Recently I purchased an LG G5 for mostly pc use. About 4 days in I decided I wanted to get rid of the 4096 resolution (it messes with NVIDIA's DSR options). Using the utility at first seemed fine. However, after an NVIDIA driver update (note: I use DDU each update) I noticed the 4096 resolution was back. I used CRU again, and everything seemed fine until I switched from 165hz to 120hz for movie playback.

At 120hz or lower there was a large horizontal line near the top of the screen. This, and all other problems I'm about to go into, showed in all of the TV's screens, not just the PC input. Even the TV's WebOS or Picture Test screens. Googling this issue showed that it's not uncommon, however following any steps I found online as a potential fix didn't work (including leaving it unplugged overnight).
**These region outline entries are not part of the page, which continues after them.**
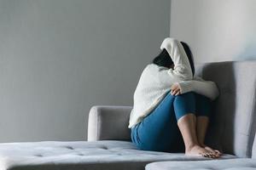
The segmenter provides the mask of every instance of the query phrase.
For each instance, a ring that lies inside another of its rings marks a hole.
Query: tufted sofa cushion
[[[255,170],[256,160],[239,158],[201,162],[158,162],[149,163],[146,170]]]
[[[196,73],[217,83],[207,143],[240,157],[251,157],[256,131],[256,60],[198,65]]]
[[[234,158],[225,155],[223,159]],[[209,160],[140,150],[129,141],[23,142],[0,144],[1,170],[144,169],[157,161]]]

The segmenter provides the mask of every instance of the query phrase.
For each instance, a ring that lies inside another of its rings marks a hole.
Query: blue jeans
[[[158,106],[131,128],[131,140],[140,150],[183,152],[177,120],[188,113],[210,116],[211,107],[211,100],[203,95],[189,92],[173,96],[169,91]]]

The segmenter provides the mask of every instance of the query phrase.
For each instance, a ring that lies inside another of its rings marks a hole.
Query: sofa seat
[[[235,158],[224,155],[222,159]],[[43,141],[0,144],[1,170],[144,169],[157,161],[210,160],[183,153],[140,150],[131,141]]]
[[[256,160],[239,158],[230,160],[212,160],[201,162],[158,162],[149,163],[146,170],[253,170],[256,169]]]

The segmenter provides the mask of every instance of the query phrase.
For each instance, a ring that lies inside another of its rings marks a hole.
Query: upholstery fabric
[[[201,162],[158,162],[146,165],[146,170],[255,170],[256,160],[249,158]]]
[[[120,105],[92,106],[89,113],[87,140],[131,141],[131,129],[127,128],[131,109],[131,106]]]
[[[223,159],[234,157],[225,155]],[[172,160],[209,158],[141,150],[131,142],[117,140],[0,144],[1,170],[137,170],[149,162]]]
[[[220,91],[206,142],[241,157],[251,157],[256,131],[255,72],[255,60],[195,65],[195,76],[215,82]],[[89,117],[88,139],[131,141],[131,129],[125,126],[131,109],[131,106],[93,107]]]
[[[217,83],[220,96],[207,141],[224,152],[251,157],[256,131],[256,60],[208,63],[196,74]]]

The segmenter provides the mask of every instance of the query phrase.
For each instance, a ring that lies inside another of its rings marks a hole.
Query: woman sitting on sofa
[[[204,143],[216,84],[195,76],[189,46],[166,38],[161,53],[143,70],[130,115],[131,140],[145,150],[185,152],[218,158],[221,153]]]

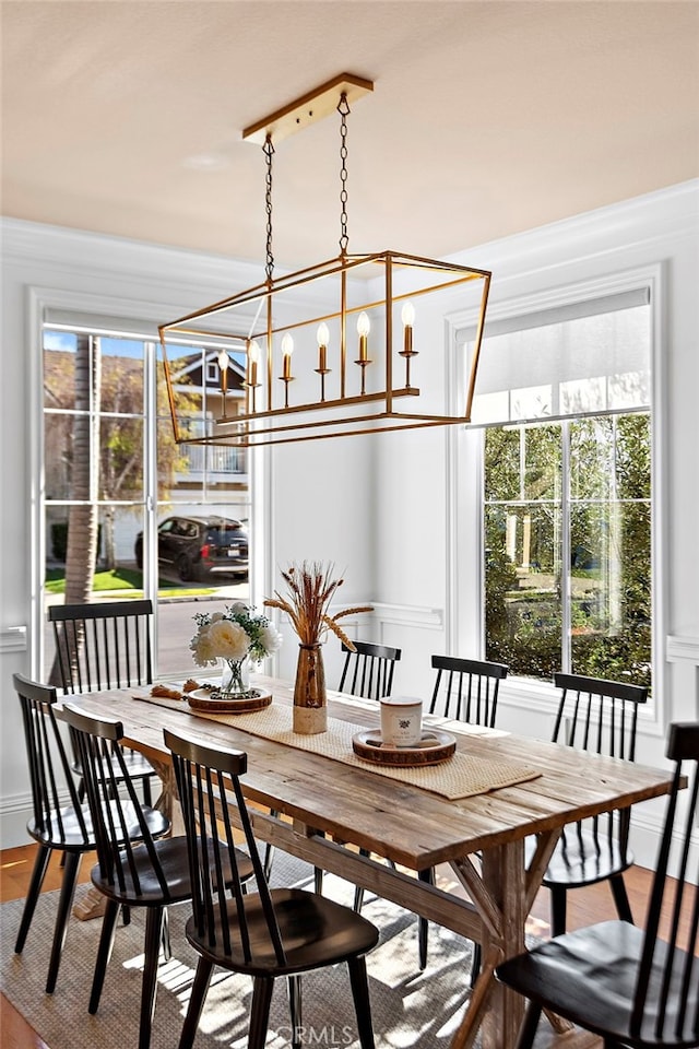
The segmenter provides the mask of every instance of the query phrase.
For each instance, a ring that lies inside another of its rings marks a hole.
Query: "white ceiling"
[[[337,73],[350,249],[442,257],[699,175],[697,0],[3,0],[2,212],[264,252],[241,129]],[[274,254],[337,254],[336,117],[279,144]]]

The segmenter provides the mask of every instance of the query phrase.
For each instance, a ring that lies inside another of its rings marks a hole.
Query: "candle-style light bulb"
[[[225,350],[220,350],[216,361],[218,363],[218,373],[221,375],[221,392],[223,393],[223,411],[225,415],[226,393],[228,392],[228,364],[230,363],[230,357]]]
[[[292,377],[292,354],[294,353],[294,340],[289,335],[288,331],[282,339],[282,363],[284,365],[283,377],[285,379],[291,379]]]
[[[330,329],[324,321],[318,325],[316,340],[318,341],[318,370],[325,372],[328,364],[328,343],[330,342]]]
[[[359,335],[359,361],[367,360],[367,335],[371,330],[371,321],[364,310],[357,317],[357,334]]]
[[[415,322],[415,307],[412,303],[405,303],[401,310],[401,320],[403,321],[403,352],[413,352],[413,323]]]
[[[250,386],[258,385],[259,360],[260,360],[260,343],[253,339],[248,346],[248,362],[250,364]]]

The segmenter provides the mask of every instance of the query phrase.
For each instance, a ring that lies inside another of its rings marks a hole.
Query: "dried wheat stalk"
[[[354,651],[352,639],[339,625],[337,620],[358,612],[372,612],[374,609],[371,605],[356,605],[330,615],[330,602],[344,581],[333,579],[333,574],[332,564],[305,561],[300,565],[291,565],[282,573],[288,596],[284,598],[275,590],[274,597],[266,598],[264,604],[269,609],[286,612],[301,645],[319,645],[325,630],[332,630],[343,645]]]

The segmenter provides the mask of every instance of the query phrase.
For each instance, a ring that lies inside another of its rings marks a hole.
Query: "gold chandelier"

Since I had used the export feature in CRU before making any changes I decided to import that file to see if "resetting" things gave any results. That's when the issue got worse, now at 120 or 60hz there was also extremely noticeable banding with the original line issue (again in -all- the tv's screens) in the form of grey horizontal lines, like how rows may be separated on a grid or spreadsheet.

I've tried using CRU about 2 or 3 more times seeing if I could find a fix this way, but now I have the banding issue in all display options. PC Resolution 3840x2160 165hz now has the issue when it didn't at all before, so the tv is now completely unusable.

The problems really seem to progress with each CRU usage. None of the tv options have any affect towards fixing the issue (I've toggled every option that's relevant in any way to its display including full TV reset).

Based on the descriptions of this utility I really don't know how it can be affecting the TV even outside the PC input, but here I am none the less.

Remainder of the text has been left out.